Premier Reinfeldt poinformował, że w poniedziałek poda się do dymisji wraz z całym rządem. Zapowiedział też, że w przyszłym roku odejdzie z funkcji przewodniczącego Umiarkowanej Partii Koalicyjnej.
Szykuje się podwyżka podatków
W 349 miejscowym parlamencie lewicowa opozycja będzie mieć 159 mandatów, centroprawicowy sojusz czterech partii 142. Szwedzcy Demokraci 48.
Ostatecznie, wbrew prognozom, progu wyborczego nie przekroczyła lewicowa i radykalna partia Inicjatywa Feministyczna, zdobywając tylko 3,1 proc. głosów.
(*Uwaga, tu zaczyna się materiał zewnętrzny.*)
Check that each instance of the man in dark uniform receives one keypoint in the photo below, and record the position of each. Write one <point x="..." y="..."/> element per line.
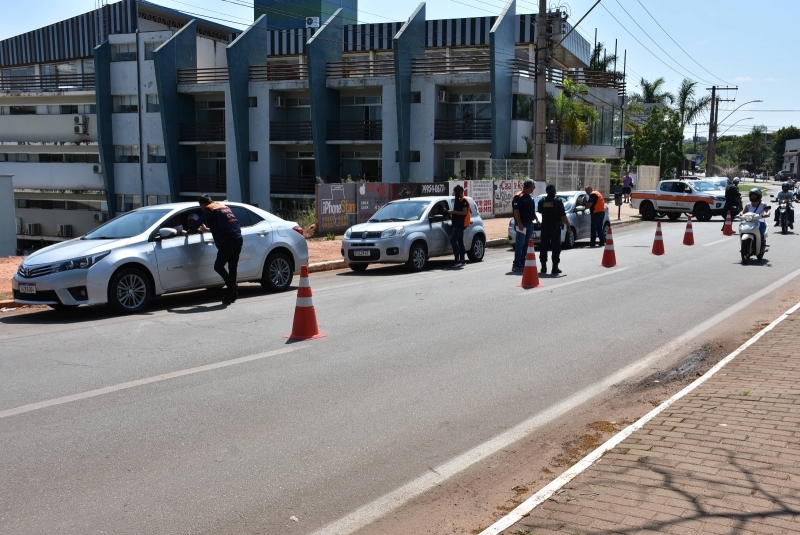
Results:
<point x="553" y="216"/>
<point x="227" y="234"/>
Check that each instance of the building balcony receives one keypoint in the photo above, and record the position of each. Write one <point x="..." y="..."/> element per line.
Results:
<point x="202" y="76"/>
<point x="292" y="185"/>
<point x="361" y="69"/>
<point x="290" y="131"/>
<point x="355" y="131"/>
<point x="463" y="129"/>
<point x="55" y="82"/>
<point x="202" y="133"/>
<point x="278" y="72"/>
<point x="204" y="184"/>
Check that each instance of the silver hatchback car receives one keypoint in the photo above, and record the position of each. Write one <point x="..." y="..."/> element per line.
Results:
<point x="411" y="231"/>
<point x="142" y="254"/>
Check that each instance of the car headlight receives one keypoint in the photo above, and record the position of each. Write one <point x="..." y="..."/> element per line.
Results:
<point x="395" y="231"/>
<point x="84" y="262"/>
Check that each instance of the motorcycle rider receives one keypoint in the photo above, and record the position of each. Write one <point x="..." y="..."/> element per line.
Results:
<point x="757" y="207"/>
<point x="785" y="195"/>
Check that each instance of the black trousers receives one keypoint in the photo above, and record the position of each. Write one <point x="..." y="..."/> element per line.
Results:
<point x="551" y="241"/>
<point x="228" y="253"/>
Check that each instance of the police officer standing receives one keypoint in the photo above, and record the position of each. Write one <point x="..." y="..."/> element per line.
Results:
<point x="553" y="216"/>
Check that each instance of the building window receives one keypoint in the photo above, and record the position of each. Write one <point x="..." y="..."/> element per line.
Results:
<point x="126" y="153"/>
<point x="153" y="106"/>
<point x="156" y="154"/>
<point x="125" y="104"/>
<point x="123" y="52"/>
<point x="126" y="203"/>
<point x="150" y="48"/>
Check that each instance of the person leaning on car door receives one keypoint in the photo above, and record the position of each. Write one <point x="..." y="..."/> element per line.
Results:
<point x="224" y="227"/>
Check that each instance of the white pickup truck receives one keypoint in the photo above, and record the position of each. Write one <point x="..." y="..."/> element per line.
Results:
<point x="675" y="197"/>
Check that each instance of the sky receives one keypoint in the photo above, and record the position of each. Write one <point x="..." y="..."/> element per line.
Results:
<point x="728" y="43"/>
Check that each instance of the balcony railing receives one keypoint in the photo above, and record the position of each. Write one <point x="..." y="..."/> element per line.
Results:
<point x="279" y="71"/>
<point x="204" y="183"/>
<point x="457" y="64"/>
<point x="466" y="129"/>
<point x="210" y="132"/>
<point x="361" y="69"/>
<point x="355" y="131"/>
<point x="290" y="131"/>
<point x="202" y="76"/>
<point x="54" y="82"/>
<point x="292" y="185"/>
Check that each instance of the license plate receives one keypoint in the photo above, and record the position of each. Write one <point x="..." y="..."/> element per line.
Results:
<point x="27" y="288"/>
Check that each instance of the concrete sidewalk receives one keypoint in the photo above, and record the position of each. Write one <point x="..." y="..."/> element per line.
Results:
<point x="724" y="458"/>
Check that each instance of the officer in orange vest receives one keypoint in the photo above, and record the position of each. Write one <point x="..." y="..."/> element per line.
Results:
<point x="597" y="208"/>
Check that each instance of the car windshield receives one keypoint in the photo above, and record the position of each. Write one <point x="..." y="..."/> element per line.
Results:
<point x="127" y="225"/>
<point x="400" y="211"/>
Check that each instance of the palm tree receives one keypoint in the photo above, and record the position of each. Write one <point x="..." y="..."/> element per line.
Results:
<point x="571" y="115"/>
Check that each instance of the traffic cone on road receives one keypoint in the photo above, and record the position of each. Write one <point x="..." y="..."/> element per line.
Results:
<point x="530" y="275"/>
<point x="727" y="230"/>
<point x="609" y="258"/>
<point x="688" y="236"/>
<point x="658" y="242"/>
<point x="305" y="317"/>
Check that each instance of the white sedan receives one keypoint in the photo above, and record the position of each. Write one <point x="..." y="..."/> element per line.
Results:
<point x="142" y="254"/>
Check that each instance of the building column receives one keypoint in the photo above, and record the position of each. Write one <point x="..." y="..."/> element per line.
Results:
<point x="323" y="48"/>
<point x="408" y="44"/>
<point x="502" y="39"/>
<point x="179" y="52"/>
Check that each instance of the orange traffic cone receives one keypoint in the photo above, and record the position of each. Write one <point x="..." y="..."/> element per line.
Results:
<point x="658" y="243"/>
<point x="727" y="230"/>
<point x="305" y="317"/>
<point x="609" y="258"/>
<point x="688" y="236"/>
<point x="530" y="275"/>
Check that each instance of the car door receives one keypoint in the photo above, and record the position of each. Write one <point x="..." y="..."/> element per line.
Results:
<point x="256" y="241"/>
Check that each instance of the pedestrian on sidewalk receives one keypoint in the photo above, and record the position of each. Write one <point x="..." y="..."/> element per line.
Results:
<point x="553" y="217"/>
<point x="597" y="209"/>
<point x="524" y="217"/>
<point x="460" y="219"/>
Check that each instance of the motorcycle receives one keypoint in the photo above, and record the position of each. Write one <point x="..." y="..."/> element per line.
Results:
<point x="750" y="237"/>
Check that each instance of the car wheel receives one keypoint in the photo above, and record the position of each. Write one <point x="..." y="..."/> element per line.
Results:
<point x="478" y="249"/>
<point x="417" y="257"/>
<point x="647" y="211"/>
<point x="702" y="212"/>
<point x="569" y="239"/>
<point x="129" y="291"/>
<point x="277" y="275"/>
<point x="362" y="266"/>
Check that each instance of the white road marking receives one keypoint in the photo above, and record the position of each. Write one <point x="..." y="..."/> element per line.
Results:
<point x="727" y="238"/>
<point x="146" y="381"/>
<point x="528" y="505"/>
<point x="576" y="281"/>
<point x="376" y="509"/>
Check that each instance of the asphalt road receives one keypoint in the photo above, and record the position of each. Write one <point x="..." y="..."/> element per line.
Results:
<point x="149" y="424"/>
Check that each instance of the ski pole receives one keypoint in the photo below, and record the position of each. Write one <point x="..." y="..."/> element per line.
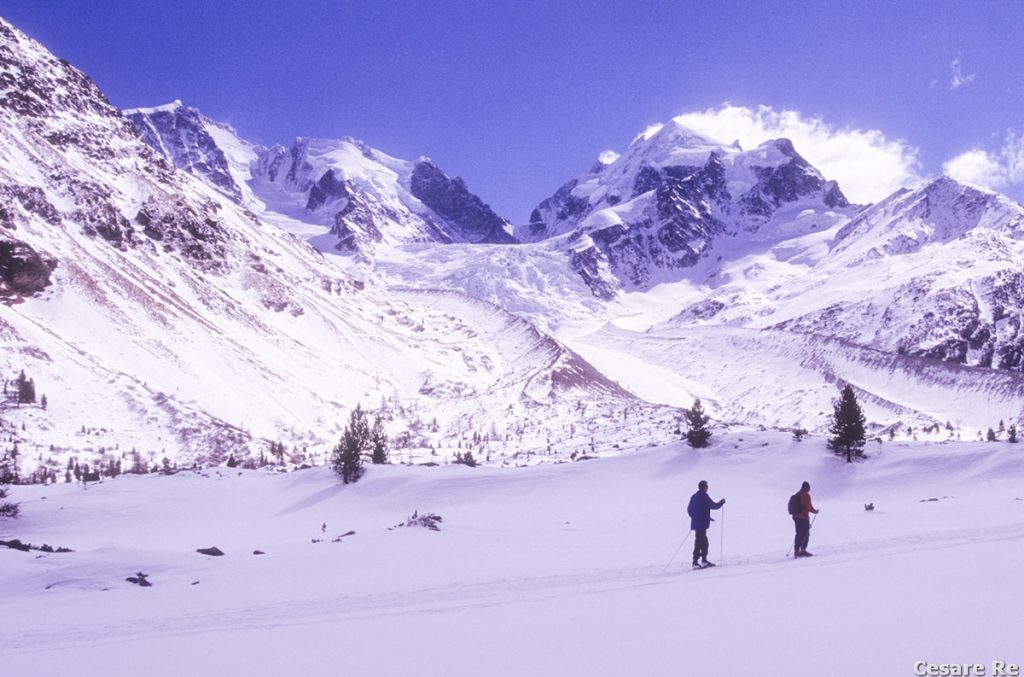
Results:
<point x="791" y="547"/>
<point x="681" y="544"/>
<point x="721" y="543"/>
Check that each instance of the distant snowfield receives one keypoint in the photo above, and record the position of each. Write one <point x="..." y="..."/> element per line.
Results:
<point x="554" y="569"/>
Zwycięstwo lewicowej opozycji, jeśli zdoła ona rządzić Szwecją, z pewnością będzie oznaczać dla Szwedów podwyżkę podatków i utratę części popularnych ulg. Zabieg ten ma sfinansować obiecywany wzrost nakładów w sferze społecznej. Lewica zarzucała centroprawicy pogorszenie stanu państwa opiekuńczego. Ustępujący rząd znacznie obniżył podatki i sprywatyzował część usług socjalnych.
Frekwencja w wyborach wyniosła 83,4 proc. i była wyższa o 1,3 proc. niż 4 lata temu.